The ceramic insulating layer may be a CVD film or a PVD film, but is preferably an AD film or a thermal spray film in terms of being able to relatively easily increase the film thickness. In particular, in the AD film, a glass phase having low insulation is not present in the grain boundaries between the raw material particles, and the volume resistivity and withstand voltage are increased as much as those of a film obtained by sintering the raw material particles. The AD film is a film formed by an AD method (including a plasma AD method).

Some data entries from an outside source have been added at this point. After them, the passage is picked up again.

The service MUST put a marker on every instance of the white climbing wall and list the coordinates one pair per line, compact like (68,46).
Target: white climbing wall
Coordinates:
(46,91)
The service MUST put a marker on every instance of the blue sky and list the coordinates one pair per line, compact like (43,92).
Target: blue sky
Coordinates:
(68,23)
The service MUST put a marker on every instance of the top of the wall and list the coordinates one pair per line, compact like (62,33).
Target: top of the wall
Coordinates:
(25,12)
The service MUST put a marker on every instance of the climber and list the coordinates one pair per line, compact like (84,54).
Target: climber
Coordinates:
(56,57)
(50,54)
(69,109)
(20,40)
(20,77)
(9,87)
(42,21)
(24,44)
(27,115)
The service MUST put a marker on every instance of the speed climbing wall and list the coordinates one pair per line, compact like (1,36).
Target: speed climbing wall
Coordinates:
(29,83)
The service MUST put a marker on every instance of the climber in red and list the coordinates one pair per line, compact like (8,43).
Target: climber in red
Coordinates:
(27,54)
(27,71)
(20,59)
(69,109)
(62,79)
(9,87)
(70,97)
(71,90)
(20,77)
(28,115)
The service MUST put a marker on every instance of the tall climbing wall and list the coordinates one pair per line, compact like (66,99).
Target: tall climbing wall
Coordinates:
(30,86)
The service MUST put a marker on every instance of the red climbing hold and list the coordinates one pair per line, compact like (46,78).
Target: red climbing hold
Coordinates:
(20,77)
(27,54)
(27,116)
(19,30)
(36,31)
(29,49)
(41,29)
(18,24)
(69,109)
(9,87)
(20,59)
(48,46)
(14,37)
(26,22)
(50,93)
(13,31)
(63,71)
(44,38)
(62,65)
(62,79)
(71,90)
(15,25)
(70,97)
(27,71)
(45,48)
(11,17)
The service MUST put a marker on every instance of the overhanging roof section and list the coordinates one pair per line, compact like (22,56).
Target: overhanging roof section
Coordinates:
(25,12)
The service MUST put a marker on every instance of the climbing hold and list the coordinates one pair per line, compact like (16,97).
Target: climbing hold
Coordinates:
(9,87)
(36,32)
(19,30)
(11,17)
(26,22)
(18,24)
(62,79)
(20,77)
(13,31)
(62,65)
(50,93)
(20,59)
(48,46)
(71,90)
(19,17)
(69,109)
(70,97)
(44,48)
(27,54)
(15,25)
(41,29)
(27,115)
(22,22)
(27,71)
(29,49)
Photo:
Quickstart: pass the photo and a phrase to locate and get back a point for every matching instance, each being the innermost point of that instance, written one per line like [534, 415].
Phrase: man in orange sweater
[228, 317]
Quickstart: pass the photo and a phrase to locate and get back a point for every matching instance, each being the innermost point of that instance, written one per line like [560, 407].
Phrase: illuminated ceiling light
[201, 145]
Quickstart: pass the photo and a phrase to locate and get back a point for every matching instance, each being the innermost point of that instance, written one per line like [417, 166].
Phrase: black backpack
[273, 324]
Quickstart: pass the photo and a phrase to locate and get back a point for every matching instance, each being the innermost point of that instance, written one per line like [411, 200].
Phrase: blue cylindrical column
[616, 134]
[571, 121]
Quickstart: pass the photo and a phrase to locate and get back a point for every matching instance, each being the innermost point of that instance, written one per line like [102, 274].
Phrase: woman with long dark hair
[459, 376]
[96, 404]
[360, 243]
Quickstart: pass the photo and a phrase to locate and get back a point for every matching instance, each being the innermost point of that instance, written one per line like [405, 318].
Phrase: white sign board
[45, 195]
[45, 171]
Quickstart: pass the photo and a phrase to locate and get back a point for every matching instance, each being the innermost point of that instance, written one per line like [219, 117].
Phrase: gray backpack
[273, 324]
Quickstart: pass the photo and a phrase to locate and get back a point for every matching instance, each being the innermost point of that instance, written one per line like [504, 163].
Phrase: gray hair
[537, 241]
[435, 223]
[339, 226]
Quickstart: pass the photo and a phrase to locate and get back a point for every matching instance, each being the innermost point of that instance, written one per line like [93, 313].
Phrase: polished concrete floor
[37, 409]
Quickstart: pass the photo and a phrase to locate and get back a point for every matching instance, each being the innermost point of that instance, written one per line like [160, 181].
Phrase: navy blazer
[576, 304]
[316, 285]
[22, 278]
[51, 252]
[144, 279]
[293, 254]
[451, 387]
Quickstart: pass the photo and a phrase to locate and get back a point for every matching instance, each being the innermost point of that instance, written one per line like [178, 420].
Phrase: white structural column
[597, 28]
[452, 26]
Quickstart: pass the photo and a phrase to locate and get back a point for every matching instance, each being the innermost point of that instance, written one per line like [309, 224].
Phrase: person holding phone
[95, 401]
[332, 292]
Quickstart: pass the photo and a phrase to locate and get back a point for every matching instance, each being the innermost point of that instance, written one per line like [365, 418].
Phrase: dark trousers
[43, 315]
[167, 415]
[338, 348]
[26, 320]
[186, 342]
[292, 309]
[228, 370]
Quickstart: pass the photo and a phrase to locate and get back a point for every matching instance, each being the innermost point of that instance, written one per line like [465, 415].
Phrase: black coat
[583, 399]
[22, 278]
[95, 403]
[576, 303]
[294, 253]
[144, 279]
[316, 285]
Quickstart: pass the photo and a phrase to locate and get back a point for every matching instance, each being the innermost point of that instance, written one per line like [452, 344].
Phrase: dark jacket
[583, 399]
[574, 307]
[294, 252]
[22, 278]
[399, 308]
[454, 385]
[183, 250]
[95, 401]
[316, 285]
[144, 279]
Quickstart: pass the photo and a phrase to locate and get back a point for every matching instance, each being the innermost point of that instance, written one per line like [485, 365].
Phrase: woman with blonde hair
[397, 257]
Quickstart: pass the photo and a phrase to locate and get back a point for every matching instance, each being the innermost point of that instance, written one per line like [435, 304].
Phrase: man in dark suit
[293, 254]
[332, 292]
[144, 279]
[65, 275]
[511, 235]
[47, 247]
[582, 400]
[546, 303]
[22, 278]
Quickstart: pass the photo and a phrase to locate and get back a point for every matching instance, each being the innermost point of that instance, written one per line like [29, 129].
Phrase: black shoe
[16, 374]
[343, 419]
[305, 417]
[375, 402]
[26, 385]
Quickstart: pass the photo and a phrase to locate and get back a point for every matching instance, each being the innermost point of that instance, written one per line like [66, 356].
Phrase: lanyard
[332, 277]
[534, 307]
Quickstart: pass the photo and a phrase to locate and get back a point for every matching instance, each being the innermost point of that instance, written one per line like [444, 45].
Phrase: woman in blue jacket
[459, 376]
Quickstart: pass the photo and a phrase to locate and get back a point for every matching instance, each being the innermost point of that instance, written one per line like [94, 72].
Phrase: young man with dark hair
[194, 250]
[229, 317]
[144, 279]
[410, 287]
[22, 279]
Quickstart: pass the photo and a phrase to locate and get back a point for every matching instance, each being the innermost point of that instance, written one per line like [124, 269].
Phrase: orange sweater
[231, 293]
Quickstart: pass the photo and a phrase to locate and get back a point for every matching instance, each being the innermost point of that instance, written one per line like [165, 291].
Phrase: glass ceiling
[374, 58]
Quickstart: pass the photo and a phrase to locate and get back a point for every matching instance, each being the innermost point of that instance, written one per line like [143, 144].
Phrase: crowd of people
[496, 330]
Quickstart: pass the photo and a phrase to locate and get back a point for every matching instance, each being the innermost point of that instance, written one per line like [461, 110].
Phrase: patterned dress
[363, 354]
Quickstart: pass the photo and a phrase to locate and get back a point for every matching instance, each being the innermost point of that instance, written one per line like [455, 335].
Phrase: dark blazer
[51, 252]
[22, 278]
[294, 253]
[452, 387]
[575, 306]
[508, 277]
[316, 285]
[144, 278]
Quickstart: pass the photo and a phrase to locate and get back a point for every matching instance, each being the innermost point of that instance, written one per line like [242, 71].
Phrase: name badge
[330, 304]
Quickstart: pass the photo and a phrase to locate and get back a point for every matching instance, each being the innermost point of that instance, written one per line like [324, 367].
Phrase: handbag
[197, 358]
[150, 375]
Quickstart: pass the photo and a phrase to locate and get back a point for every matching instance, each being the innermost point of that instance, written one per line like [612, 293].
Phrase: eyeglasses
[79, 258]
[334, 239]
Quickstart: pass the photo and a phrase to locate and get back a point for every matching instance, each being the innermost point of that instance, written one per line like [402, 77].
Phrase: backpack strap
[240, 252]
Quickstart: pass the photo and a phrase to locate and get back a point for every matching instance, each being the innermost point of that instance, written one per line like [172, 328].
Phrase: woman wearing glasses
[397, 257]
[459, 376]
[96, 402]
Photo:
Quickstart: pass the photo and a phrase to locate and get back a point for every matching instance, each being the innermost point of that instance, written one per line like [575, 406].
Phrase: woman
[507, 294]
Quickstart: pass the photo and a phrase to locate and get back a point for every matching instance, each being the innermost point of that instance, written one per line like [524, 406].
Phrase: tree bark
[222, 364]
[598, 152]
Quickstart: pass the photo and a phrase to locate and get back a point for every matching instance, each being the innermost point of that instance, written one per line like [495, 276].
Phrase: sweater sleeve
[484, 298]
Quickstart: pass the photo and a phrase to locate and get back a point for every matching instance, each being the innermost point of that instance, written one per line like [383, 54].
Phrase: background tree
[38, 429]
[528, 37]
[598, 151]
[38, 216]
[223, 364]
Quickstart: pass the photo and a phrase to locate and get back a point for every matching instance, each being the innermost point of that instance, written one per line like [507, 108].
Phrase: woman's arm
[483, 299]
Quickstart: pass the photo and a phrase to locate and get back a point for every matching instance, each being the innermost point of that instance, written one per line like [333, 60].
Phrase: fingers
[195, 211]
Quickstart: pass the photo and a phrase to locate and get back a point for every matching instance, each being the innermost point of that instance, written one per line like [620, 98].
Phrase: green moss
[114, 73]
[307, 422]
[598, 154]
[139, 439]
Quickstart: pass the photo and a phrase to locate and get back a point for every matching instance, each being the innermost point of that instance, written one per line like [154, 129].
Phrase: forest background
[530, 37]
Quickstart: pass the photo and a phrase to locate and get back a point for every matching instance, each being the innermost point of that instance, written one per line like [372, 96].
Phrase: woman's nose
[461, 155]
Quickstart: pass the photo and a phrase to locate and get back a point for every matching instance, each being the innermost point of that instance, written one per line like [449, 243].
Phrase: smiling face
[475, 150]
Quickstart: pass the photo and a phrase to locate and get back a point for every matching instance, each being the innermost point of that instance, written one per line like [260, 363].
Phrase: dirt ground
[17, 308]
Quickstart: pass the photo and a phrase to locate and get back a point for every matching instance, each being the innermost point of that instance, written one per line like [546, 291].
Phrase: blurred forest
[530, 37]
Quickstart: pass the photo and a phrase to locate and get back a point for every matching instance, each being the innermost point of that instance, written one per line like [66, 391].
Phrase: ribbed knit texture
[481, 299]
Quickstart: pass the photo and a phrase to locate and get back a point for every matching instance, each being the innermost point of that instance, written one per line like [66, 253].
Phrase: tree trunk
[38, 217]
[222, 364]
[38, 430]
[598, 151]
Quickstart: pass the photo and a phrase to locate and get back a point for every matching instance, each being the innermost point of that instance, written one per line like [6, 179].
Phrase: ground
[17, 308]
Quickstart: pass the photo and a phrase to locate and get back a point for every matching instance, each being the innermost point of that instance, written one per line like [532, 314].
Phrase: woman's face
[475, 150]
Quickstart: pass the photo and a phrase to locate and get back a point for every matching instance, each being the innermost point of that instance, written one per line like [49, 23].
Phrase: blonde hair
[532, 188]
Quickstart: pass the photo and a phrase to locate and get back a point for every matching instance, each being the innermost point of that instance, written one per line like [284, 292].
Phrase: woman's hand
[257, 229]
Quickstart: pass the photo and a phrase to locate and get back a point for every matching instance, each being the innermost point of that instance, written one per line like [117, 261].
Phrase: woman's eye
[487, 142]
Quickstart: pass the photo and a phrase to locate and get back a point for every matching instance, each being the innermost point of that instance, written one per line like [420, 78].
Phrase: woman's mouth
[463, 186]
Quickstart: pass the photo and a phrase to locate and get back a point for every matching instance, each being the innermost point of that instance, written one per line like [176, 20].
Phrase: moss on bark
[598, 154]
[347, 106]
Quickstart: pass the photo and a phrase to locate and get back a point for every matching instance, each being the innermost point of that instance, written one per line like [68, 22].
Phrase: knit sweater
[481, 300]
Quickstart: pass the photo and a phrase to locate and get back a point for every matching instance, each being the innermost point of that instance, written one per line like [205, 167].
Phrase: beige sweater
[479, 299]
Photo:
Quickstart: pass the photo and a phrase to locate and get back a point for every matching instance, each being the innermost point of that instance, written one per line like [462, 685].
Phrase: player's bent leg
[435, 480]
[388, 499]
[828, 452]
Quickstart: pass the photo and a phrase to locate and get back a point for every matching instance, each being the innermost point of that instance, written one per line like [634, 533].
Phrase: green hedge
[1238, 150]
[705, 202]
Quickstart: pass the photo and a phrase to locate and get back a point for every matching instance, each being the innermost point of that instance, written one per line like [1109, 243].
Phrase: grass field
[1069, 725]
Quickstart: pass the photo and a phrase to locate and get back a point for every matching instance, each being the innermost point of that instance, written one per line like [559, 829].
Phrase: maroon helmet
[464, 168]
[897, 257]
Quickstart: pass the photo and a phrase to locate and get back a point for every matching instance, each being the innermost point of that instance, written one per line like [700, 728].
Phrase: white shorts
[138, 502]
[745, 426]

The AD method can form ceramic particles into a film by an impact curing phenomenon, and thus it is not necessary to sinter the ceramic particles at a high temperature.

The material of the ceramic dielectric layer is preferably barium titanate or lead zirconate titanate, and the material of the ceramic insulating layer is preferably alumina.

In the electrostatic chuck according to the present embodiment described above, since the volume resistivity and withstand voltage of the ceramic insulating layer are higher than those of the ceramic dielectric layer, the insulating performance is maintained high by the ceramic insulating layer. On the other hand, since the dielectric constant of the ceramic dielectric layer is higher than that of the ceramic insulating layer, the electrostatic attraction force which becomes higher in proportion to the dielectric constant becomes higher by the ceramic dielectric layer.

It should be noted that the present invention is not limited to the above-described embodiments, and can be implemented in various forms as long as the present invention falls within the technical scope of the present invention.

For example, in the above-described embodiment, the ceramic insulating layer may be provided so as to cover the entire surface of the ceramic dielectric layer and may have a plurality of projections for supporting the wafer (see fig. 2). In such a structure, for example, an AD film may be formed so as to cover the entire surface of the ceramic dielectric layer, the surface of the AD film may be finished to a mirror surface (for example, a surface having a surface roughness Ra of 0.1 μm or less), and then a plurality of projections may be formed on the mirror surface by an AD method (including a plasma AD method). In this way, the portion where the convex portion is not formed remains in a mirror surface state, and thus does not cause generation of particles in a semiconductor process.

In the above-described embodiment, the ceramic dielectric layer may have a plurality of projections for supporting the wafer, and the ceramic insulating layer may be provided only on the top surfaces of the projections (see fig. 3), but from the viewpoint of improving the withstand voltage, it is preferable to cover the entire surface of the ceramic dielectric layer, not only the projections of the ceramic dielectric layer.

In the above-described embodiment, at least one of the RF electrode and the heater electrode (resistance heating element) may be embedded in the ceramic substrate.

The present application takes japanese patent application No. 2019-121488, filed on 6/28/2019, as the basis of priority claims, the entire contents of which are incorporated by reference in the present specification.

Industrial applicability of the invention

The present invention can be used for film formation processes such as transfer, exposure, and CVD of semiconductor wafers, and for microfabrication such as cleaning, etching, and dicing.